Elsewhere, none of those “reach” seats really came close to panning out for either party. In Ohio, Republican J.D. Vance defeated Democratic Rep. Tim Ryan by roughly 7 points, only slightly less GOP-leaning than former President Donald Trump’s 8-point victory in Ohio two years ago. Still, Ryan’s high-profile campaign may have helped Democrats down the ballot, as they won three House races in purple or red-leaning districts. In what’s now a pattern in North Carolina, Democrats again suffered a “close-but-not-close-enough” defeat, as Republican Rep. Ted Budd defeated Democrat Cheri Beasley, a former chief justice of the state Supreme Court, by about 4 points. For their part, Republicans didn’t come close in Colorado or Washington.
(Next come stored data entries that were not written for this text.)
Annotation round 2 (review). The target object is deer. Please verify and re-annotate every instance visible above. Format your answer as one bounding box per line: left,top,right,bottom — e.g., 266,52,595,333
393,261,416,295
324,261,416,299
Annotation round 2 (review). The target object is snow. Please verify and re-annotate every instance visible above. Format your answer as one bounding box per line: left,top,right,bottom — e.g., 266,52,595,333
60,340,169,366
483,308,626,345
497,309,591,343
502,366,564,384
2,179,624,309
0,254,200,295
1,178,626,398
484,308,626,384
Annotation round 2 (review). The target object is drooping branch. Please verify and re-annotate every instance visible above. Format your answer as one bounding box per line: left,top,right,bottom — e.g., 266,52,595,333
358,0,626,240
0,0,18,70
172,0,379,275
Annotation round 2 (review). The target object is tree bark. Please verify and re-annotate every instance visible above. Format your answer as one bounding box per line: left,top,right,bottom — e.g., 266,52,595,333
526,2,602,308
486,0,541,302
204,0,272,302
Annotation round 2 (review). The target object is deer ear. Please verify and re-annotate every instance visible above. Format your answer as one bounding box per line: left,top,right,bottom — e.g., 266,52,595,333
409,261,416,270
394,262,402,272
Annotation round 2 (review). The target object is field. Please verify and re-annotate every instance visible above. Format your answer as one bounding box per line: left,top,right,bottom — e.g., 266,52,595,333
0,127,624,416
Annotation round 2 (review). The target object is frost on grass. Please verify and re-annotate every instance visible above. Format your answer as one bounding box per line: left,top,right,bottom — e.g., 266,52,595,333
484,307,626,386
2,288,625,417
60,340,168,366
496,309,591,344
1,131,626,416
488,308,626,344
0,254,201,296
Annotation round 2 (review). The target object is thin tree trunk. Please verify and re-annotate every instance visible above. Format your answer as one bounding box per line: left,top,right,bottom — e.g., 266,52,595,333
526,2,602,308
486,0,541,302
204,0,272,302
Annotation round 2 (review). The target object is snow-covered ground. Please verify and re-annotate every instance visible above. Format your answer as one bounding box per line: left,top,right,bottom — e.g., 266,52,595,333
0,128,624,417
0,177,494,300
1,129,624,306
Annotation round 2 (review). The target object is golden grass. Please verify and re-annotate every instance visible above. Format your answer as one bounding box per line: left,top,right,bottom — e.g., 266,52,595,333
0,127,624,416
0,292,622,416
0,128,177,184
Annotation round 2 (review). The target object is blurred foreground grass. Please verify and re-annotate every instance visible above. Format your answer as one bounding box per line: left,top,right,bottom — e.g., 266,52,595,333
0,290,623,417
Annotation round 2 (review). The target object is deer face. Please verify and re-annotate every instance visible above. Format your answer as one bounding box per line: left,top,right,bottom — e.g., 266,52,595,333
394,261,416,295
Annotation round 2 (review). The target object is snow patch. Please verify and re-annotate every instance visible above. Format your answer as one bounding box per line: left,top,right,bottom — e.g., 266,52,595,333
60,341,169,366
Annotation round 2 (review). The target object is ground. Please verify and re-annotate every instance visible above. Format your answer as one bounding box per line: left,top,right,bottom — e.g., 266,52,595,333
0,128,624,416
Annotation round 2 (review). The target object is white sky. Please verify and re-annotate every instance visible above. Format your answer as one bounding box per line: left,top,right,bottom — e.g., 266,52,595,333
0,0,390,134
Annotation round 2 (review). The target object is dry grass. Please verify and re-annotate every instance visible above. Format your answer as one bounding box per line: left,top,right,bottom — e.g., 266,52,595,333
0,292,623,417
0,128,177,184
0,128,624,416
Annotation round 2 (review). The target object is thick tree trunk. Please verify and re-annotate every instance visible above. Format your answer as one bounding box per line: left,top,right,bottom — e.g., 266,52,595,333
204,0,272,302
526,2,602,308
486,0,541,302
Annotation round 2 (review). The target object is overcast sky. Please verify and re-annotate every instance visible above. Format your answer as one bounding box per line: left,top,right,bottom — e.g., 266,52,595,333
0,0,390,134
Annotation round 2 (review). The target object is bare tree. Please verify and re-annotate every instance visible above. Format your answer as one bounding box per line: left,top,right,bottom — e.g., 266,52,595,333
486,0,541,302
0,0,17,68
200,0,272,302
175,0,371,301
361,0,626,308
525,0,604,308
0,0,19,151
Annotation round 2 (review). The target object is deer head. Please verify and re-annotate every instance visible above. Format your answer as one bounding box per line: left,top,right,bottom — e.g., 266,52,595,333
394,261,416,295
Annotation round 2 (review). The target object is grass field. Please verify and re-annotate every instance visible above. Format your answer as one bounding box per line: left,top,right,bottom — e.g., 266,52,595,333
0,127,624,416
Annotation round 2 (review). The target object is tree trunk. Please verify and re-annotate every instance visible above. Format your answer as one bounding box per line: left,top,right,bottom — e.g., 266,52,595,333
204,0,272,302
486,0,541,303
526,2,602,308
It’s also worth noting that every incumbent senator on the ballot on Tuesday won reelection (again, except for Warnock, who has to wait until December to find out his fate). Should Warnock win, though, it would be a historic result: Since the 17th Amendment established popular elections for U.S. senators in 1913, there has never been a midterm where every incumbent who sought reelection won reelection. In 1914 — the first midterm following the 17th Amendment’s ratification — no senator lost in the general election, but two Republican senators did lose renomination. This is not to say that incumbents are all-powerful — we in fact know that their electoral advantage has been waning. But given the closeness of this election, it almost certainly helped Democrats’ chances of retaining a majority that they had an incumbent running for reelection in every Democratic-held seat that our forecast viewed as potentially competitive.

But now it’s on to Georgia and the state’s Dec. 6 runoff. While Democrats have won their majority, control of this seat remains very important. Should Warnock defeat Walker, Democrats would have 51 seats, meaning they wouldn’t have to constantly rely on the vice president’s tie-breaking vote, or risk a vacancy that allows a GOP governor to appoint a replacement. It could also make it easier for Democrats to advance legislation that doesn’t fully please moderate Democratic Sens. Joe Manchin of West Virginia or Kyrsten Sinema of Arizona. Not to mention, Democrats are defending a number of seats in red and purple states on the 2024 Senate map, so whether Democrats have 50 or 51 seats could affect the GOP’s path to a majority in two years.

Yet before we turn to 2024, we have to finish off the 2022 election cycle. All eyes will be on Georgia, which will offer an electoral post-Thanksgiving dessert of peach cobbler.